James Harden

Change the head coach, bring in new players. Some things can’t change, and any team with James Harden on board completely relies on his ability, and his motivation to change as a leader and basketball players. To make a long story short: Hold your horses on the Houston Rockets completely transforming, and doing a whole lot better than last season.

For the second straight season, Harden led the NBA in total points, averaging a career high 29 per game last season. When you’re the team’s main ball handler, the only player who can create for himself and others, and the only guy who can make as many mistakes he possibly can and not be held responsible for it, maybe something needs to change.

There are two schools of thought to this issue, which is about figuring out why the Rockets had such a bad 2015-2016 season, falling from the heights of finally making the conference finals, to barely making the playoffs in 2016.

Daryl Morey represents the “Harden is fine, everyone else is bad”: He’s only a polarizing figure to people who don’t watch. Players voted him MVP [in 2014/15] for a reason. He’s had a winning team every season of his career, with multiple Conference Finals appearances.

Maybe he has a point. Teammates like Jason Terry, even after leaving the Rockets, defended Harden and the criticism he receives, especially for his effort on defense. Maybe Harden is asked to do too much? With such a load to carry on offense, no one can be expected to play defense like every possession matters. Harden didn’t miss a single game last season, and led the NBA in minutes, playing 38.1 per game.

But if Harden isn’t to blame, Morey is. This means the players around Harden, the team Morety built, was simply a disaster. Sometimes, the numbers being crunched up don’t work. The personality of players, something that can’t be signified numerically, can be a more important factor in the final product on the floor, which was bad for the Rockets last season.

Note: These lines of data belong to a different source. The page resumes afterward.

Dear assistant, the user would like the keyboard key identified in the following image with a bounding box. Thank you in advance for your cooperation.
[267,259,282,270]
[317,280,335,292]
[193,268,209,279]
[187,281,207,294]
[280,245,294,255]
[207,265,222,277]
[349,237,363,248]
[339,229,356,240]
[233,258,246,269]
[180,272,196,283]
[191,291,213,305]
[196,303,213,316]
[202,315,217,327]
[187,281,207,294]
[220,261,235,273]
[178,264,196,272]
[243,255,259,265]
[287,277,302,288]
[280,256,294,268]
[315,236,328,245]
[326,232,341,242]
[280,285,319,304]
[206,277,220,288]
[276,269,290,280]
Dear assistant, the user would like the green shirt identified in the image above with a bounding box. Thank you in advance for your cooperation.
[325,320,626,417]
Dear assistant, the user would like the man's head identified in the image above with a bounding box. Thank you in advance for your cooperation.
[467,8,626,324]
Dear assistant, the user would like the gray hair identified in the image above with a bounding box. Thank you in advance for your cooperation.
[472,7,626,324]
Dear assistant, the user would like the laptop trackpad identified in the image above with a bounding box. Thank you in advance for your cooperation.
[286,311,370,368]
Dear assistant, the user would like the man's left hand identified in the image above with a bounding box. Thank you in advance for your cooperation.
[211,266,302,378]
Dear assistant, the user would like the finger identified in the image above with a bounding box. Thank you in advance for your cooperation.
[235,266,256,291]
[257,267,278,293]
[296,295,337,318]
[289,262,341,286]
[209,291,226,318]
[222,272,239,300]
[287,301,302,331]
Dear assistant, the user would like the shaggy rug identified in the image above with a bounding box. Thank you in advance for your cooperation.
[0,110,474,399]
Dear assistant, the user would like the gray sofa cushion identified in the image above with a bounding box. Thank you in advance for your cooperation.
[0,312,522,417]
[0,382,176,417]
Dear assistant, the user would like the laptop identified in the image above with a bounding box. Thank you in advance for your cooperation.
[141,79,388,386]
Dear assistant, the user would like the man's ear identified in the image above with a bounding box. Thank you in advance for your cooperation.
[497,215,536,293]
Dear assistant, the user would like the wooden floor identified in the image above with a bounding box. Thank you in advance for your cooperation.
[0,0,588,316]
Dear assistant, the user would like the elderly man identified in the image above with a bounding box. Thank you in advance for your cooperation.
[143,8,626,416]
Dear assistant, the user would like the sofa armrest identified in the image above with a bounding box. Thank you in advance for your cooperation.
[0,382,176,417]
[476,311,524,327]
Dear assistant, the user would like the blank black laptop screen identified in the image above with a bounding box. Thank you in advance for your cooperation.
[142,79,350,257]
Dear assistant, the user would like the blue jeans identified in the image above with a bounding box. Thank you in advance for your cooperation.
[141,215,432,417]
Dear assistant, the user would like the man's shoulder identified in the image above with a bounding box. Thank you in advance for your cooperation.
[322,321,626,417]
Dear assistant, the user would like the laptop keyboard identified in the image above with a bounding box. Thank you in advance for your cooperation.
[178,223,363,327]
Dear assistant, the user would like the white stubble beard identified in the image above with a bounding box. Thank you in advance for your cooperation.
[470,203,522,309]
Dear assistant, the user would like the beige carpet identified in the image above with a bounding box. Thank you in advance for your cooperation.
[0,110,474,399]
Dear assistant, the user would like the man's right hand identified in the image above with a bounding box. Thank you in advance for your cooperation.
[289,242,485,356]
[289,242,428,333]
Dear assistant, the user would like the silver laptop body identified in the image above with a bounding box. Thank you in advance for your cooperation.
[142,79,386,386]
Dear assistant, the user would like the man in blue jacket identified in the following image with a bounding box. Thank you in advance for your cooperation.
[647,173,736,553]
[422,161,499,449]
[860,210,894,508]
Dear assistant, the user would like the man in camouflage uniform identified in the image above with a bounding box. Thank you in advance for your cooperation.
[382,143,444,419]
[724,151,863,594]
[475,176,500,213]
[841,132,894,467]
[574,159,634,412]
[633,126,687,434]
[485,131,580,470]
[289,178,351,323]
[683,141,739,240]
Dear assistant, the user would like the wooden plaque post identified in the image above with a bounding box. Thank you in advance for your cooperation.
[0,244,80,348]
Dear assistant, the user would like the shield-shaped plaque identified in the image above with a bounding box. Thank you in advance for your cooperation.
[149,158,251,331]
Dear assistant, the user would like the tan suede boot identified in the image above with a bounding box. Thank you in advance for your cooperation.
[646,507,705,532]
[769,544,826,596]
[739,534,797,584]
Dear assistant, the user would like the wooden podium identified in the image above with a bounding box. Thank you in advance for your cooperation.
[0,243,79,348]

And then there’s the “blame Harden, no matter what” bandwagon. The truth is somewhere in between. The Rockets remained committed to Harden as their leading player, but did what they can to change things around him. It was something of an admittance that Morey’s way failed, bringing in a head coach (Mike D’Antoni) that will look to turn Harden into something else, while adding shooters like Ryan Anderson and Eric Gordon to the mix, and changing the frontcourt by bringing in Nene, and hopefully getting rid of bad influences like Josh Smith and Dwight Howard.

In the end, beyond all the words and different names, there’s only player who decides where this season will go: James Harden. If he tries to do too much on his own, the efforts of building a championship team in Houston will fail.